Houve momentos em que Vinícius de Morais fez poesia legível.
Se não inovadora - o que nunca parece ter sido a intenção
-, em conformidade com o rigor qualitativo de alguns grandes poetas contemporâneos
dele.
No caso de Carlos Drummond, por mais que este tenha "furtado a Vinícius/sua
mais límpida elegia", dele Vinícius parece ter tirado muito
mais que lirismo em pureza clássica.
Tomemos como exemplo de análise "A rosa de Hiroshima" (in "Poesia
completa e prosa", Aguiar, 1974) de Vinícius de Morais.

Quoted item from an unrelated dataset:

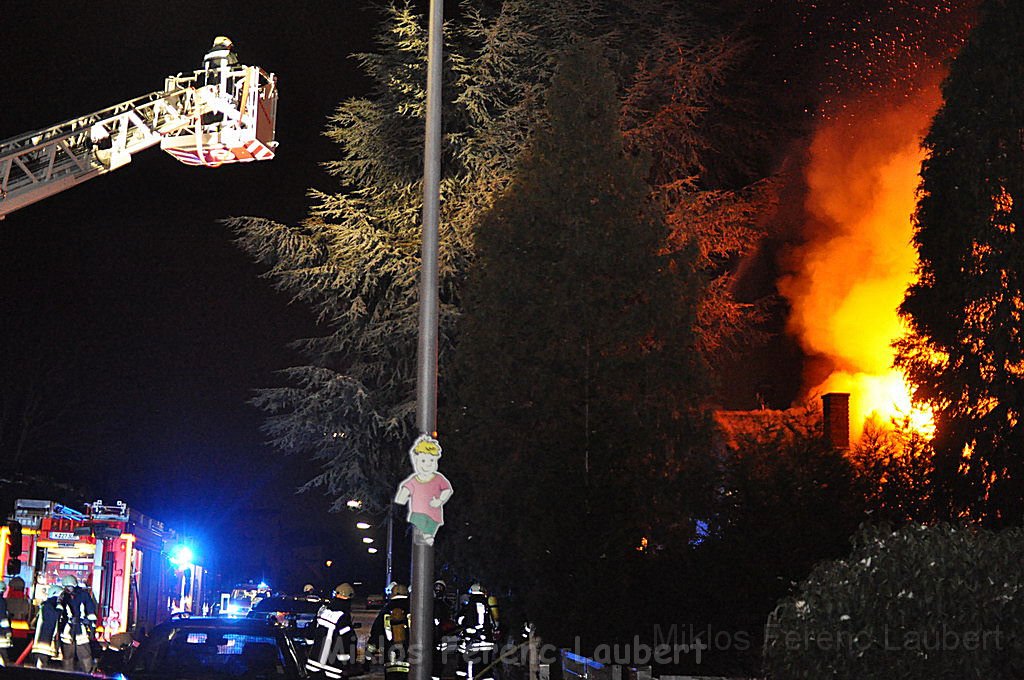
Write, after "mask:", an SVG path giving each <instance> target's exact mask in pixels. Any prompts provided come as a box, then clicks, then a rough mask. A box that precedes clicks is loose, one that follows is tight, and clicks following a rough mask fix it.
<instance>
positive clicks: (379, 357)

Por mais
que a autoria prove o contrário, tomo esse poema como um exemplo ótimo
de estudo da obra de Carlos Drummond de Andrade.
Longe da mística, da metafísica, do lirismo cortante ou mesmo
do machismo viniciano, a "rosa" transpõe aos sentidos toda
a perplexidade subjetiva e anti-retórica condicionada pelo comedimento
- claro na gradação dos últimos versos: "(...)Sem
cor sem perfume/Sem rosa sem nada" -, além da a temática
engajada, do estilo de Drummond (ver. "A rosa do povo", Record, 1945).
A coisificação que a palavra "rosa" adquire no poema,
um aspecto definido por Haroldo de Campos como carnatura da palavra, é
outra amostra desse estilo, em que "rosa" torna-se a representação
de um objeto mnemônico, quase palpável e oposto ao sentido de bomba
atômica.
Temos também a utilização de uma medida mais popular, a
redondilha, e uma coloquialidade imperativa, em contraponto ao costumeiro subjetivismo
oral de Vinícius, além da concisão, que dá o charme
dos versos, tornando-os bem resolvidos, uma marca de Drummond, na escolha de
termos como "cálidas", "hereditárias", etc.
Não bastasse, nesse poema, o autor atingiu um estilo de ressignificação
através do espantamento pela simplicidade na escolha das palavras e do
jogo de idéias do poema na interposição constante de imperativas
e adjetivações, verso a verso: "Pensem nas crianças/Mudas
telepáticas/Pensem nas meninas/Cegas inexatas(...)".
Enfim, Vinícius produziu pedras-de-toque, versos memoráveis, mas
sobriamente pouca originalidade. Vejo-o como um aprendiz/garoto-propaganda da
geração de 1945, como Arnaldo Antunes o é para os concretistas.
Ambos, poetas menores que donos mais de uma vida ativamente poética e
menos de uma poesia ativamente viva, encontraram na música popular um
instrumento de divulgação da poesia formal brasileira. Eis a contribuição.